2年目まではファーム(2軍)で過ごした大河が、初めて1軍レギュラーの座を勝ち取った記念すべき今年。
吾郎の言う通り、今はまだシーズン真っ最中なのだ。自分の力をチームで役立てる為に、しっかりと治す事だけを考えなければいけない。その為には、しょげてばかりなどはいられないのだ……。
心の中では素直にそう思えた大河であったが、吾郎に対してはこんな言葉を返してしまう。
「去年のクライマックス……あそこで無理無理復帰した先輩に、じっくり治せとか言われても説得力ゼロなんスけどねぇ……?」
「あ、あれは、無理無理なんかじゃねぇっての……!?ちゃんと監督許可貰って出てたんだかんな!」
「その許可を貰うまでの細かいいきさつも、しっかり姉貴から聞いてますんで……。
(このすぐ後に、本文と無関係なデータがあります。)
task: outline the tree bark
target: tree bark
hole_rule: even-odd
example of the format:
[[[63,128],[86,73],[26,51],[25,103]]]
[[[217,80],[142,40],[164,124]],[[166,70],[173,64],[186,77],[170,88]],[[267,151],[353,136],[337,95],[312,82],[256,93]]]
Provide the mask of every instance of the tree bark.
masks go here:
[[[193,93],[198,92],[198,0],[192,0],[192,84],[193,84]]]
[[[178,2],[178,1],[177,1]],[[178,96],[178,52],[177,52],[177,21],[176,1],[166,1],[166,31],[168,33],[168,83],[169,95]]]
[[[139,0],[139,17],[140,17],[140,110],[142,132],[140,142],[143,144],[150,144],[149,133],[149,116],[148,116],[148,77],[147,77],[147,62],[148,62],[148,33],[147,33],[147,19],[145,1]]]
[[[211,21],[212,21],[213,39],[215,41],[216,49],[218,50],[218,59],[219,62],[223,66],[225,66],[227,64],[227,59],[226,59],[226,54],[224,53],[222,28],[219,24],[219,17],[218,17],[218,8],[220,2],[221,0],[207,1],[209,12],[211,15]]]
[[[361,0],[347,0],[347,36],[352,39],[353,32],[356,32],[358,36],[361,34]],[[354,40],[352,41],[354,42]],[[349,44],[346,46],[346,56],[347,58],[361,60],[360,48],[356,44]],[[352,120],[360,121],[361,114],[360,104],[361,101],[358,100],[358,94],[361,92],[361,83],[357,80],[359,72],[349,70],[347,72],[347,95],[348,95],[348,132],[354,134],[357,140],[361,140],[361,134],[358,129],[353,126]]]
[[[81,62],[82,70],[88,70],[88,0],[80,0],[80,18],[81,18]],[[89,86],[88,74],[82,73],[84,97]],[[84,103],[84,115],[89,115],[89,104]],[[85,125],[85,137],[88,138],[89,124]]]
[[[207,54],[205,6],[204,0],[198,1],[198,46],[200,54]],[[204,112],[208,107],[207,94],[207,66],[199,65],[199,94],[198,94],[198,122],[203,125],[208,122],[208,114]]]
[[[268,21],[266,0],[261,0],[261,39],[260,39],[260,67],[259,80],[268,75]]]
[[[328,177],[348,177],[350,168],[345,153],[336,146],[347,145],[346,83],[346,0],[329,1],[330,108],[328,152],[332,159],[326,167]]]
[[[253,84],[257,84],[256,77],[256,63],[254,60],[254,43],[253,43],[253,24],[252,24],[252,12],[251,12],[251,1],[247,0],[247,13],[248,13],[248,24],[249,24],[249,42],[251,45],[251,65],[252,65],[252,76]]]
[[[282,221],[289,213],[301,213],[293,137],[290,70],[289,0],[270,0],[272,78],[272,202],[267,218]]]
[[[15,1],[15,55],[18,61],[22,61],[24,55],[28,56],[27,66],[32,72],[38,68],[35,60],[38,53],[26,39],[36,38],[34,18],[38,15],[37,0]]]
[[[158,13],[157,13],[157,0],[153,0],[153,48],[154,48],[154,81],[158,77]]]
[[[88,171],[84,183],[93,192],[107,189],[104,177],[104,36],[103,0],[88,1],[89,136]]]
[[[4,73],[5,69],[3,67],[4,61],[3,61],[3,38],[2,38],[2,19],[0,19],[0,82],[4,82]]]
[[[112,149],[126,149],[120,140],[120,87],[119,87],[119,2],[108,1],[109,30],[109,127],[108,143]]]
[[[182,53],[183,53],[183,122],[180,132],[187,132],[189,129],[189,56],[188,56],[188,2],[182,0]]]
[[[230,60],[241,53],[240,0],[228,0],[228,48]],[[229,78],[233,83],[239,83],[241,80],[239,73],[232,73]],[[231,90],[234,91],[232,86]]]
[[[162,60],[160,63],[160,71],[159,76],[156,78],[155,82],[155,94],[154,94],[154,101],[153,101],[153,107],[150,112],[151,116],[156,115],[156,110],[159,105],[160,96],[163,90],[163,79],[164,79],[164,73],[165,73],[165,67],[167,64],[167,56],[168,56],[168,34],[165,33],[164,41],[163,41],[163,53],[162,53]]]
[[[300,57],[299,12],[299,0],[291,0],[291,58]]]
あんなのは、間違いなく無理無理っスよ?」
「し、清水〜〜、あいつ、また余計なことまで話しやがって……!」
そんな話をしながらも、ずっと続いていた廊下でのキャッチボール。それが吾郎の捕球で一度止まった。
その理由は、2人のすぐ傍にある玄関のドアホンが鳴った為であった。
(…ったく……またかよ………?)
玄関から見て、廊下の最奥に立っていた大河の内心の声。
応答する為にリビング内に戻らなければならないことへの面倒さと、再三に渡りキャッチボールの邪魔をされた気分により、表情は機嫌のよくないものへと変わる。
だが……さすがにこのキャッチボールは、対人なり対物なりの事故が起きる前に、この辺でやめておくべきかも……と思いながら移動しようとした大河に、有り得ない言葉が聞こえてきた。
「鍵なら開いてんぜ〜!いいから入って来いよぉ〜」
「ちょっ……ちょっと先輩っ!何を勝手にっ……って……しかも、さっき鍵閉めてくんなかったってことスかっ!?」
カチャンッ……
叫ぶように出された大河の声が終わらぬうちに、ゆっくりと開き始めてしまった玄関ドア。
そして、真っ先に開けた人物の確認が出来る位置に立っていた吾郎からは、さらに声がかけられる。